As I began the long journey on the road to recovery, there were a couple of detours that I wasn’t prepared for. Initially I had thou
ght that once I began to gain back the weight, I would have the strong support base that I’d felt in Australia. I thought I would have loving, concerned people around me to ensure that I was getting healthy. But after I had gained an acceptable amount of weight and looked like a regular person, mostly everyone in my life assumed that the problem was solved. Almost instantly, I felt like no one was listening anymore, no one cared. It felt like caring was only necessary when my life was on the line. As I gained weight I was no longer something to worry about.
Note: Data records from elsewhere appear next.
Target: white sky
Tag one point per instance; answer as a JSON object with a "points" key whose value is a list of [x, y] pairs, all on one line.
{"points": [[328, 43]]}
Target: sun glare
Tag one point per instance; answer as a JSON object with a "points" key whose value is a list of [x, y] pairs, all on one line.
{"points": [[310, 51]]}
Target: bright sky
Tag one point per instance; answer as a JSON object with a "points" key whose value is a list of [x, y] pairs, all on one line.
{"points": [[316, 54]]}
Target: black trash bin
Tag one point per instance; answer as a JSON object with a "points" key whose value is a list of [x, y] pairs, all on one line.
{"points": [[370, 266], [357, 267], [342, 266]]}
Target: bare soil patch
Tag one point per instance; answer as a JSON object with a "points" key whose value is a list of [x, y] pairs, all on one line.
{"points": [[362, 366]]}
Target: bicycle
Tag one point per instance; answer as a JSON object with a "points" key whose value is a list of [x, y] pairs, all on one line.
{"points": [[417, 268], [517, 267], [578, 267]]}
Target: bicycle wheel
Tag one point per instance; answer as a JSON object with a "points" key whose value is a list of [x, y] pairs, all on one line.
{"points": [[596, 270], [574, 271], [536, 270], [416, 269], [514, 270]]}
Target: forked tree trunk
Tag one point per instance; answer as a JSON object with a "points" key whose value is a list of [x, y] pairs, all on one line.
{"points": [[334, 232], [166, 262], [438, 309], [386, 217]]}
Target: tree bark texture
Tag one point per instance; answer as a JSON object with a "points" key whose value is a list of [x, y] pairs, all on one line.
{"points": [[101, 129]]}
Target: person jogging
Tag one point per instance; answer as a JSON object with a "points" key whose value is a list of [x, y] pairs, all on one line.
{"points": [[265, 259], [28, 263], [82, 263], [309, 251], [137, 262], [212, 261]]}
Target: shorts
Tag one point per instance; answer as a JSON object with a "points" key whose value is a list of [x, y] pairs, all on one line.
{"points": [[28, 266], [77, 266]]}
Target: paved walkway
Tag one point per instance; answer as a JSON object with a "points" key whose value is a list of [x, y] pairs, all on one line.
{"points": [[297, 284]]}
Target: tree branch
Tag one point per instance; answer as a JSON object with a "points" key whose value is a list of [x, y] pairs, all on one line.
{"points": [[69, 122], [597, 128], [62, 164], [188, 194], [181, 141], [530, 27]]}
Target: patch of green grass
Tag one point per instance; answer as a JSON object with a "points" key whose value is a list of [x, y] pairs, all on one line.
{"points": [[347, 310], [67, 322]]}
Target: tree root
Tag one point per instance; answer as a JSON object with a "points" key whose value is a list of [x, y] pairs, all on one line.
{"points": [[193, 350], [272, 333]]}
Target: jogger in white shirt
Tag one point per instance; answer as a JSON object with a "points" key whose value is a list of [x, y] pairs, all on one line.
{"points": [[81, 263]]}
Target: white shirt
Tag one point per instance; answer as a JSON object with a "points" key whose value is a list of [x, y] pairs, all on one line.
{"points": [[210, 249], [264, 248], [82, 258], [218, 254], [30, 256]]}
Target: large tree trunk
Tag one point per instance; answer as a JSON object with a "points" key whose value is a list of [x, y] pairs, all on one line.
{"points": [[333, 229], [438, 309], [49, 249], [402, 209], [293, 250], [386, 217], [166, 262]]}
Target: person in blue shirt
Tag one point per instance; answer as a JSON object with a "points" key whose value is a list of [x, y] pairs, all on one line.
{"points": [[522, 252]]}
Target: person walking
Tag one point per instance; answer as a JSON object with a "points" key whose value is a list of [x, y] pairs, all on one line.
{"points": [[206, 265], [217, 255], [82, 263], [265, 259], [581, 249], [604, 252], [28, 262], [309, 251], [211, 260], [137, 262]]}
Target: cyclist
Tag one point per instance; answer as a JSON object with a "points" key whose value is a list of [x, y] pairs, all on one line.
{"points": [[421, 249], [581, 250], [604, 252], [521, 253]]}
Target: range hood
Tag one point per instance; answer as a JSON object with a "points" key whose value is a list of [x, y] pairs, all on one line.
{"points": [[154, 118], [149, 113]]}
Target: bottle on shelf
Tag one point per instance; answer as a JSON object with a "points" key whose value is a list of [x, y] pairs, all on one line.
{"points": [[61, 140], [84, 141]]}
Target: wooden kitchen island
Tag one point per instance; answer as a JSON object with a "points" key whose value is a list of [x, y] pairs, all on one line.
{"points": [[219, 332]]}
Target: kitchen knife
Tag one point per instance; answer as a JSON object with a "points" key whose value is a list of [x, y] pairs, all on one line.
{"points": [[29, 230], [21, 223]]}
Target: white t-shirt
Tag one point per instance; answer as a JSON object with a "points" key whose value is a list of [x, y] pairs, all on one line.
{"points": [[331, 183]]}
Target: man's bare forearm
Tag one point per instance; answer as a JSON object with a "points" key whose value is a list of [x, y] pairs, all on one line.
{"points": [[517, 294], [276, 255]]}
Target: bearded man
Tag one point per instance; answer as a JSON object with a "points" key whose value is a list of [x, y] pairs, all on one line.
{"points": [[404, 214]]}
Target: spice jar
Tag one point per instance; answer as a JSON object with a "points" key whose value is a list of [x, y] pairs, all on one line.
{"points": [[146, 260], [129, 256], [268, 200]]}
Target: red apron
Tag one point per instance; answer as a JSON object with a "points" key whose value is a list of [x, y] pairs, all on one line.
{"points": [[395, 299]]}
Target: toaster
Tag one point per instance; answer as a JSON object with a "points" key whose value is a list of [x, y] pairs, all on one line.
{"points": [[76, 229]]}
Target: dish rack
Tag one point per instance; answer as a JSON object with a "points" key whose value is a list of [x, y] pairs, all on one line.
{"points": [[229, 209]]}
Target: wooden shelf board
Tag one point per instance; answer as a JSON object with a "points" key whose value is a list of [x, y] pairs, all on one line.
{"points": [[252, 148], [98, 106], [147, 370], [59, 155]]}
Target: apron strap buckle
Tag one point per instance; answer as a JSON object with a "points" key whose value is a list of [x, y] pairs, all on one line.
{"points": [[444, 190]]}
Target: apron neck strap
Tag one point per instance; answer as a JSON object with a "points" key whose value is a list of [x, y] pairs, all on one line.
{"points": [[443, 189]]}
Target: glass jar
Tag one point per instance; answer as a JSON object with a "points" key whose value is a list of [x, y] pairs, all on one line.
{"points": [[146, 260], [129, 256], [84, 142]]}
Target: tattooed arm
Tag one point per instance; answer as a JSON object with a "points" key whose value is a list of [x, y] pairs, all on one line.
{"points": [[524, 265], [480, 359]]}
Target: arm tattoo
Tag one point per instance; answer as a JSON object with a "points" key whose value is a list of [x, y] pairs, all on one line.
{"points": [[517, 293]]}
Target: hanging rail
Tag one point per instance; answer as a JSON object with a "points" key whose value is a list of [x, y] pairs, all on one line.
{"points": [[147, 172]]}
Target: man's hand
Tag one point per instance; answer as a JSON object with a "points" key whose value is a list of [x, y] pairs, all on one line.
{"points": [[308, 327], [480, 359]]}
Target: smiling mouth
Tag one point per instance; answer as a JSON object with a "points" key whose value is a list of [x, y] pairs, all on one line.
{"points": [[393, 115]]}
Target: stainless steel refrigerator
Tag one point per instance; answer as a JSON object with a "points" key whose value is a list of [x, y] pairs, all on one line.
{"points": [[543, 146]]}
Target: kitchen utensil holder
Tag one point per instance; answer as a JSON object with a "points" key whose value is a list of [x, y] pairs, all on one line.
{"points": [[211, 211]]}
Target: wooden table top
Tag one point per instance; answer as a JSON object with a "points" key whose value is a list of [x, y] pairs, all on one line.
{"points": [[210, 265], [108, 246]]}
I truly felt like a pubescent thirteen-year-old, ugly, voiceless; my cute days of being delightful were in the past, and my future accomplishments were too distant to elicit any kind of hope or joy. At that point, if I had still had the axe to grind, if I hadn’t got what I wanted from the disorder, some sense of acceptance of my sexuality, I would have relapsed. It would have been very easy for me to start losing weight again to get the attention and the concern that felt like love. It would have felt like a great accomplishment to not just do it once, but twice, proving to myself that I had the willpower I had always suspected was only fleeting.
Gaining weight is a critical time. The anorexic mind doesn’t just magically go away when weight is gained—it gets more active. Anorexia becomes bigger and stronger as it struggles to hold on, as it fights for its life. If I hadn’t seen my mother break down and accept me for being gay, I would’ve gotten right back on the path that made me rebel in the first place, because being anorexic did feel a little like rebellion. It felt like a passive-aggressive way of renouncing my mother’s control over me. It was definitely a statement that demanded “accept my sexuality or accept my death!” Being sick allows you to check out of life. Getting well again means you have to check back in. It is absolutely crucial that you are ready to check back into life because you feel as though something has changed from the time before you were sick. Whatever it was that made you feel insecure, less than, or pressured to live in a way that was uncomfortable to you has to change before you want to go back there and start life over. And with all the time it takes to have an eating disorder—literally the whole day is consumed by it, both mentally and physically—it’s important to find something other than your body image to be passionate about. You have to create a whole new life to check into, and the life I knew was waiting for me was a future relationship and the acceptance of it from my family. I had the key ingredient to want to check back in: I had hope.